72-hour Outage

I apologize for a 72-hour outage that affected all * services: DNS, Web, Blog, etc. Everything was down from Aug 12 0436 UTC to Aug 15 0447 UTC. My services are hosted on a single server which suffered multiple fan failures, which lead to overheating of the processor, and failure of the motherboard. This is really my fault. I was intentionally running a full row of fans in the 1U chassis on 5V instead of 12V to reduce noise —no, you do not want to know where the server is hosted— and they ran fine for more than a year until that day when they stopped spinning due to expected wear and tear of the ball bearings. They are now only able to spin on 12V.

This reminds me acutely that I need to, and still want to implement the high-availability blog CMS I described in my very first post. Finally, I will stop running fans out of their voltage spec :-)


Erkki wrote: Just out of curiosity, what you think is the mechanism causing more wear to fan bearing when driving the fans with lower voltage than with PWM?

I can see only connection that the bearings wear out more, because the CFM of the fans is lower and thus cooling is worse. That means the fans draw more heat (ie. hotter air) through them, which affects the bearing more than the voltage, what I can think about.

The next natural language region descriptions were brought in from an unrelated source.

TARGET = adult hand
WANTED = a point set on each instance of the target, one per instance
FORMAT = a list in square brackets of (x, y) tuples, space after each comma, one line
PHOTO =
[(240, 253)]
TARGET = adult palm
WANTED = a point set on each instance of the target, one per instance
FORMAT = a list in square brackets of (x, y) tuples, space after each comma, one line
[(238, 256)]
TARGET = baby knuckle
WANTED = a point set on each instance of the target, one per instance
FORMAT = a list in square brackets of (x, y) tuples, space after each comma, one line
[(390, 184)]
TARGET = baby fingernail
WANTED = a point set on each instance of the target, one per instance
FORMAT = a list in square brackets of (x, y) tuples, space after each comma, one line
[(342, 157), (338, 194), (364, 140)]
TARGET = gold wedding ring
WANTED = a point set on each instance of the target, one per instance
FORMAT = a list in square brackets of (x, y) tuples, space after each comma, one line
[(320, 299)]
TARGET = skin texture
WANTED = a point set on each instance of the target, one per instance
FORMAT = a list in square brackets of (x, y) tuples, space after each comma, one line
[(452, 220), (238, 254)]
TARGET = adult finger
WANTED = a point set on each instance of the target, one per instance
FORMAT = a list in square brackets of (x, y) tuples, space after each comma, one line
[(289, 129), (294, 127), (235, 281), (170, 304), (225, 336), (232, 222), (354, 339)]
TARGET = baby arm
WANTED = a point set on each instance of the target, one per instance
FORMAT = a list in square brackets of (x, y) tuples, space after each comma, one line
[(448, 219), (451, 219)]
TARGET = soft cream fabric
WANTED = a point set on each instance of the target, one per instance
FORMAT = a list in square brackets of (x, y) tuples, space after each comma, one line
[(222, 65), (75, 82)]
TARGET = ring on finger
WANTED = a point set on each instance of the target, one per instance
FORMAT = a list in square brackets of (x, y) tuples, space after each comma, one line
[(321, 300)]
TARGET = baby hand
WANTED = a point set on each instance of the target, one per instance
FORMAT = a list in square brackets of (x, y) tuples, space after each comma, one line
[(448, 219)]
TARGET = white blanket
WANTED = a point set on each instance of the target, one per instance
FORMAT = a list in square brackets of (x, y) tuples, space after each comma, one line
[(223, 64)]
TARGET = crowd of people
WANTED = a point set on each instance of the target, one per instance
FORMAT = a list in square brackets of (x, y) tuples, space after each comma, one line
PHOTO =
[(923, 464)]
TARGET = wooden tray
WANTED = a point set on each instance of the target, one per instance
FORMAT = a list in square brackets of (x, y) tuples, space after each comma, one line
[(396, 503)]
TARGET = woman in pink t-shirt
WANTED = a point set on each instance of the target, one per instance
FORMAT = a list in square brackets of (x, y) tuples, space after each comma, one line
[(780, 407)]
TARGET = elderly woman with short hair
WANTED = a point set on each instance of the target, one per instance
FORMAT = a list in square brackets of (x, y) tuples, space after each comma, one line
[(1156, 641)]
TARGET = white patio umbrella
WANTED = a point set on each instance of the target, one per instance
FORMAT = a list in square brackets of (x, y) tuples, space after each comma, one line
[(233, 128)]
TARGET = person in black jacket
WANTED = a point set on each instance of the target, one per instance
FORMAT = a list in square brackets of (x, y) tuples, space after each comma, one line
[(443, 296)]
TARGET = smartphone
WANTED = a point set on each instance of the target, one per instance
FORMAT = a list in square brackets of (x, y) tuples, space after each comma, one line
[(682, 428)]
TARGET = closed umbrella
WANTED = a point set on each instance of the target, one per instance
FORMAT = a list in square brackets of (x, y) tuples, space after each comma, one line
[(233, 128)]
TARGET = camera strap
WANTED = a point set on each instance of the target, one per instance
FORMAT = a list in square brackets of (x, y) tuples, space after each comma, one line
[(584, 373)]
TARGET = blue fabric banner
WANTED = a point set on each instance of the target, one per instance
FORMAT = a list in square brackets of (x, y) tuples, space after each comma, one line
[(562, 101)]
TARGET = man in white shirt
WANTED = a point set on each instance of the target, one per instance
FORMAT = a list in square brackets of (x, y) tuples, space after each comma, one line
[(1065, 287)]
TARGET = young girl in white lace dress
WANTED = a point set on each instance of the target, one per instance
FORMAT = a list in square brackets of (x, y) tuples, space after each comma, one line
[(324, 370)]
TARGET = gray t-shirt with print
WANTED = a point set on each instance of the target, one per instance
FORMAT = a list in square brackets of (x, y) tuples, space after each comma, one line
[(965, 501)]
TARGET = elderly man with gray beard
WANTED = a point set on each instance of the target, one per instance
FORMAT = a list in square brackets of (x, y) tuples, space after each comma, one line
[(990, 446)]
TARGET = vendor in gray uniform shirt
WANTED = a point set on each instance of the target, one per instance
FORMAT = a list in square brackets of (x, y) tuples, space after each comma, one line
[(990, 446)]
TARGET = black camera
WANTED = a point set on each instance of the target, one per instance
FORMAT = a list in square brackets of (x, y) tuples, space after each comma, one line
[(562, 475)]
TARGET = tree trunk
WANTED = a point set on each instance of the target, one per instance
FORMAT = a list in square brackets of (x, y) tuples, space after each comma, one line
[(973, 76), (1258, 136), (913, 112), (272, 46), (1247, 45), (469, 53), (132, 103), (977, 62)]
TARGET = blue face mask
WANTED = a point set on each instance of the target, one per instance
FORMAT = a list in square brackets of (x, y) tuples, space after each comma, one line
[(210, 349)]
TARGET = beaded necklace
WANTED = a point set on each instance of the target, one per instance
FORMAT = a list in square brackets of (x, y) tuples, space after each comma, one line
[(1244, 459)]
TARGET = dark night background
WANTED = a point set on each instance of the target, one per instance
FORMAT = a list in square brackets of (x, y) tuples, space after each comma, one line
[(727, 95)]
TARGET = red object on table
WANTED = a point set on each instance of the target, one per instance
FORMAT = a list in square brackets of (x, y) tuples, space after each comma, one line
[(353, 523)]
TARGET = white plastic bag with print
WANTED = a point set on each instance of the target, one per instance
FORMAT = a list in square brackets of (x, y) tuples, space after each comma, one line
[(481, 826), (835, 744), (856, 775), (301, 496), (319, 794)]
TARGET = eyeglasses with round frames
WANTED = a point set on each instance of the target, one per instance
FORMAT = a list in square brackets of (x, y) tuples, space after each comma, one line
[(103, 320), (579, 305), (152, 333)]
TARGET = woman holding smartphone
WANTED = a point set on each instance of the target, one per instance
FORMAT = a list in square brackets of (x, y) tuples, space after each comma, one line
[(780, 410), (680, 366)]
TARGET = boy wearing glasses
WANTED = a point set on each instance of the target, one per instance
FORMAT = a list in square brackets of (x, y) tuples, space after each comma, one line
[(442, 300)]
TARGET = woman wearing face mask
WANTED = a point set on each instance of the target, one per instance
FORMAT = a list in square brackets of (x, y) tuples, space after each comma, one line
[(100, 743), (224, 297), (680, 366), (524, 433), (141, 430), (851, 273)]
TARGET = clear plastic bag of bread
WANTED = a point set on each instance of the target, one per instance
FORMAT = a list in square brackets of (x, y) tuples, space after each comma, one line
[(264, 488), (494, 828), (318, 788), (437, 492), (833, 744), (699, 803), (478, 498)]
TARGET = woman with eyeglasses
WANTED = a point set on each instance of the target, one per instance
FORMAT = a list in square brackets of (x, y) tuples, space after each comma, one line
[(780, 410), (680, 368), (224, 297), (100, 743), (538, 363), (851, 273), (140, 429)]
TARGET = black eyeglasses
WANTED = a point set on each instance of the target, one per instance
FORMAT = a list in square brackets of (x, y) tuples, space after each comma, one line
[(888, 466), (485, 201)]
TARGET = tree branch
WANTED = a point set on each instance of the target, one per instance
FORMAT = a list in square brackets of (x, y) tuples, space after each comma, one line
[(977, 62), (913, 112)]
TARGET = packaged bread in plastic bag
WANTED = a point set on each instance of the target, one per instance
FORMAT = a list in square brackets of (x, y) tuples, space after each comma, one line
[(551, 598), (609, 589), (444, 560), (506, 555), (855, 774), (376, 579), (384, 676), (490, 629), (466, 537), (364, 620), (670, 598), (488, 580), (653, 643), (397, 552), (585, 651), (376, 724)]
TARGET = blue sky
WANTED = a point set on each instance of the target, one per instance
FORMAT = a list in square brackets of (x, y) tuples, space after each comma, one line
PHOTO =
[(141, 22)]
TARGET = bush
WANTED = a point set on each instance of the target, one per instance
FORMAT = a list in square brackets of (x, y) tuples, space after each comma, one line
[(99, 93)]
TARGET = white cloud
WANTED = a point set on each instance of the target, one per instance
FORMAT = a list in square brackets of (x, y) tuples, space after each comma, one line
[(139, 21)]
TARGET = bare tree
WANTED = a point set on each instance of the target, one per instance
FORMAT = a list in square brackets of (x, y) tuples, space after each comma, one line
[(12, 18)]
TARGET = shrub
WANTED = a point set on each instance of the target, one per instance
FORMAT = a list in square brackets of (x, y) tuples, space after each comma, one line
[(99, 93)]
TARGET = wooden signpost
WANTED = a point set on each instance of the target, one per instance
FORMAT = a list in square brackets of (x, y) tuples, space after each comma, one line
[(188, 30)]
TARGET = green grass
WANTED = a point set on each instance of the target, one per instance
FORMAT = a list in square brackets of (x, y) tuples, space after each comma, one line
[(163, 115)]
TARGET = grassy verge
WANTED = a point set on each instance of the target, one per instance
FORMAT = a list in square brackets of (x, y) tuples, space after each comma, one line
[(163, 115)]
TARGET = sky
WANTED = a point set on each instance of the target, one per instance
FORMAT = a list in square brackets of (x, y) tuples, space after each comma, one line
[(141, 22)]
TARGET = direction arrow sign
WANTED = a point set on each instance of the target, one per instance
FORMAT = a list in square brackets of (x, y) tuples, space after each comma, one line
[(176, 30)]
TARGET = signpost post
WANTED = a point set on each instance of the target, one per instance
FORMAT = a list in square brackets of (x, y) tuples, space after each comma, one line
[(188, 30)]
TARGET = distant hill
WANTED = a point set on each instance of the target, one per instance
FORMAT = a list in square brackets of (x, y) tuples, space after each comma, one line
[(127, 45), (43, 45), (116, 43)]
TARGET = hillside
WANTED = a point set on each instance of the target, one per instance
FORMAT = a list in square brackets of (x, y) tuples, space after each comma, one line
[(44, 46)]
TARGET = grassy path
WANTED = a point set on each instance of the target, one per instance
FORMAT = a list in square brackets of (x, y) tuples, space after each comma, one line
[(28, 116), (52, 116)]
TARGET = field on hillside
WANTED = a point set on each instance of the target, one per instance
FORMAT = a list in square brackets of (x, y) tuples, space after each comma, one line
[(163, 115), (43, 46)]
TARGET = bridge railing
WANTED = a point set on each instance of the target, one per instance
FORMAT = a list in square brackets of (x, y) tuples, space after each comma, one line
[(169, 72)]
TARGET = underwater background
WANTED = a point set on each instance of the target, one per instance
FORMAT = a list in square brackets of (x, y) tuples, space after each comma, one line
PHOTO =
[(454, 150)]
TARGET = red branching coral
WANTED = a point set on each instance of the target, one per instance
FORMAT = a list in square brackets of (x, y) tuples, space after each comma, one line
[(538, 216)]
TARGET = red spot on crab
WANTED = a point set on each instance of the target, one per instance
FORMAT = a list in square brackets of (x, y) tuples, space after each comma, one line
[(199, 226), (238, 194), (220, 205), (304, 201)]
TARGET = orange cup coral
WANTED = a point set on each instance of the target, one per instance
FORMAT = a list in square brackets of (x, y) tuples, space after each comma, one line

If one silences a machine by lowering the fan throughput by whatever means, then either the fan heat exposure should be better or the machine's heat generation should be lowered as well.
16 Aug 2011 06:41 UTC

mrb wrote: I don't think the lower voltage is responsible for increasing wear and tear.

It is just that normal wear and tear slightly increased friction over time. Now 5V is not enough to overcome the friction.
17 Aug 2011 05:27 UTC

TooMeeK wrote: How does it look like?
Did it shut down when was overheating? Suppose to.
I have such problem with my switch - it's metal case and is VERY hot in very hot days...
I'm also thinking about high-availability of web,database servers and other services - I was thinking about cheap VPS :)
06 Nov 2011 23:29 UTC